Sankaritarina, majówka tuż-tuż, czemu nie sprawisz sobie prezentu i nie kupisz paru jazd w jakiejś profi - stajni, gdzie faktycznie cię wymęczą na tej lonży? 😉

asds, hmmm, ikatarina - podoba mi się 😁

A ja w końcu mogę sobie normalnie pojeździć własnego konia 😀 miałam dać Millie tydzień wolnego w nowej stajni, ale amant oddał jej kopniaka w nogę i spuchła jej, niestety 🙁  Okładu zrobić jej nie mogę, bo jest w takim miejscu, że zaraz by spadło, więc zamiast tego postanowiłam to trochę rozchodzić. Millie nie przejęła się tym zbytnio, nawet tygodnia jej tu nie było, a od razu się baaardzo uspokoiła, zupełnie inny koń. Widać, jak poprzednia stajnia ją stresowała.

No i ta ujeżdżalnia - w końcu jazda ma jakikolwiek sens:



Dla porównania - kawałek podłoża z poprzedniej ujeżdżalni - ostatni tydzień to już tylko się terenowałam z Millie, żeby jej nóg nie urwać



Wszyscy w nowej stajni zachwycają się Millie, tylu pochwał to ja nigdy nie dostałam. Najbardziej się podoba wszystkim jej maść i kłus. Ciekawe, czy mają na miejscu kamerzystę albo fotografa  😁
ikarina, oby mieli, wtedy i my będziemy mogli pocieszyć oczy 🙂 podłoże kwarc? bez porównania 🙂 a co to za szmaty z tego starego wystają, fizelina jakaś?
Burza, podłoże to... włókno (?) Fiber po angielsku 😉 Zmieszany z bardzo dobrej jakości piaskiem. A szmaty to kawałki plandeki wystające spod podłoża, rozkopałam kiedyś dziurę, aby zrozumieć, co oni tam zmajstrowali i wygląda to tak: kamienie-plandeka-piach. W plandece najwyraźniej się zrobiły dziury i kamienie spod spodu wylazły na zewnątrz. Normalnie, podłoże-masakra, chyba ujeżdżalnię budowali "Janusze" tej profesji.
ikarina, to nie mam pojęcia co to. Wygląda super.
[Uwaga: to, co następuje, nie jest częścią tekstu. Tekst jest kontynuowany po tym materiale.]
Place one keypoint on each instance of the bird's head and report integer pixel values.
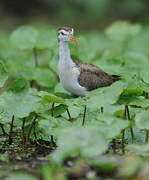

No to stare to zdecydowanie... ewoluowało 😉
Dzionka ubrałaś w słowa moje najczarniejsze myśli po prostu 😵  Może na początku trzeba konia wyprowadzać na uwiązie na łąkę. Wogóle gdzieś czytałam, że po przywiezieniu do nowej stajni powinno się konia oprowadzić po całych włościach, żeby sobie obejrzał, zapoznał się, a nie wstawiać do boksu.Tak Wam zadroszczę, jak piszecie tak swobodnie o swoich przeprowadzkach 🤔
palemka, Ja bym tego nie robiła. Ogarnęłabym transport na popołudnie (w miarę możliwości), wstawiłabym konia do nowego boksu i zostawiłabym w spokoju, a następnego dnia wypuściłabym go na bezpieczny padok początkowo samego, a później z jakimś towarzyszem/towarzyszami. Niech spokojnie pozna drodę z/na padok, niech się przyzwyczai do "trybu dnia" w stajni.... Nie oprowadzałabym - nowe miejsce, nowe zapachy,.. Osobiście obawiałabym się, że koń mi się wyrwie przy takim "oprowadzaniu po stajni". Nie panikuj, dobrze będzie 😉 :kiwatek: (mój koń się przeprowadzał kilka razy bukmaną, dwa razy wierzchem - trust me 🙂😉) )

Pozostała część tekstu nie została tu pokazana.